No. O tal vez sí, pero lo que el misionero ve no es la hipótesis de
consecuencias futuras, sino al sujeto de carne y hueso al que ha
devuelto la libertad. Es la moral personal. Y se ajusta a razón. El
político le objetará que con ese bien está causando males mayores. Es la
moral política. Y también se ajusta a razón. Una y otra, aunque
contradictorias, son verdad. Cada cual en su propio plano.
Naturalmente,
la moral personal y la moral política no son incompatibles. Incluso son
complementarias. Es perfectamente factible satisfacer los imperativos
de una –por ejemplo, hacer lo posible para redimir esclavos- y al mismo
tiempo perseguir los objetivos de la otra –por ejemplo, erradicar el
comercio esclavista-. El principio moral es el mismo: extirpar la
esclavitud. Las vías para alcanzarlo son diferentes. Eso es todo.
Debate cero
Lo
que está ocurriendo con esta crisis de los “refugiados sirios”

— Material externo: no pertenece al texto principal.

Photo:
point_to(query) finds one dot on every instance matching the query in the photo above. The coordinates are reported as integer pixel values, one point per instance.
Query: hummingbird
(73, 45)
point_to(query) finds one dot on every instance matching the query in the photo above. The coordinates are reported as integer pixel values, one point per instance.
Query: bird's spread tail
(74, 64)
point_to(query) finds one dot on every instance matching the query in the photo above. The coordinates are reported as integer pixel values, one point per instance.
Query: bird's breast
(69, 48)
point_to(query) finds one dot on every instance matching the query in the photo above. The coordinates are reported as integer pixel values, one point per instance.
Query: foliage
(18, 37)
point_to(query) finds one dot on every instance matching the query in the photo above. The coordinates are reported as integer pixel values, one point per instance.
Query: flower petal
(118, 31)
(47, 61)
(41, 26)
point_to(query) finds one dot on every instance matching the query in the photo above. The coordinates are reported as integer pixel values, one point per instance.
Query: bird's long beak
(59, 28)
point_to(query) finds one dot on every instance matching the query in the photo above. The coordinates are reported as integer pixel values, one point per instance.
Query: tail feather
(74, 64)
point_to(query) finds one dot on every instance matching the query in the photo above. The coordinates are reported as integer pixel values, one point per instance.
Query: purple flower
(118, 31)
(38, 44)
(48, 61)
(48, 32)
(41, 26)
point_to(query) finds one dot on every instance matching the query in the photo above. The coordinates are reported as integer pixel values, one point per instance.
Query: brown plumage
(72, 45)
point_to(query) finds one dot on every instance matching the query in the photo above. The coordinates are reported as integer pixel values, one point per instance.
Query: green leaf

–llamémosla así, aunque todos sabemos que ni todos son refugiados ni
todos son sirios- es un perfecto ejemplo de divergencia entre moral
personal y moral política. La moral personal nos obliga, y es bueno que
así sea, a atender a esa gente que huye, sacarla del mar, darle cobijo,
comida, medicinas… Por supuesto. Pero la moral política nos dice que
esta acogida indiscriminada puede ser una catástrofe. Porque va a
generar nuevos flujos de inmigrantes a los que ya no podremos recibir
con la misma soltura, porque va a ocasionar en las sociedades de acogida
problemas de integración perfectamente previsibles, porque entre la ola
de refugiados se ha camuflado una porción no desdeñable de yihadistas,
porque con nuestra generosidad estamos contribuyendo a privar a otros
países de su propia población… Son
cosas que al ciudadano privado, a la persona singular, pueden
resultarle indiferentes, pero que el responsable público se tiene que
plantear. Esa es justamente su obligación. Porque son tan verdad como la necesidad de socorro por razones humanitarias.
Precisamente
lo que se echa de menos en el actual debate público sobre esta crisis, y
en España de manera muy singular, es que alguien ponga sobre la mesa
las consideraciones de carácter moral-político. O eres partidario de
acoger al mayor número posible de refugiados, darles casa y trabajo o,
aún mejor, una pensión vitalicia, o eres un desalmado que sólo merece
las penas del infierno. Los medios de comunicación, en su inmensa
mayoría, se han lanzado a una indecente apología de la lágrima que llega
incluso al obsceno extremo de ocultar cosas como la detención de
yihadistas camuflados (del mismo modo, por cierto, que en su día se
ocultaron las violaciones en la Plaza Tahrir de El Cairo durante la
“primavera árabe”). Pero es que también los políticos, en perpetua
efervescencia electoral, se han sumado al coro prodigando las
exhibiciones de buenos sentimientos y humanitarios afanes, abriendo una
deplorable puja por ver quién es más “solidario”. Nadie parece
preguntarse por las consecuencias de todo esto a medio plazo.
Cuidado
con los sentimientos humanitarios cuando vienen en boca de quienes
deberían tener en cuenta también otros criterios. Muchos de los que
ahora apelan a la acogida masiva de refugiados son los mismos que ayer
llamaban a la acción contra los tiranos Bachar al-Assad o Gadafi; los
mismos que jalearon unas guerras simplemente calamitosas; los mismos,
en definitiva, que han creado la actual crisis y provocado más dolor que
el que denunciaban. Eran voces que tronaban con el argumentario de la
moral personal y que desdeñaban como ofensiva cualquier consideración
de moral política.
El camino del infierno, como es sabido, está empedrado de buenas intenciones.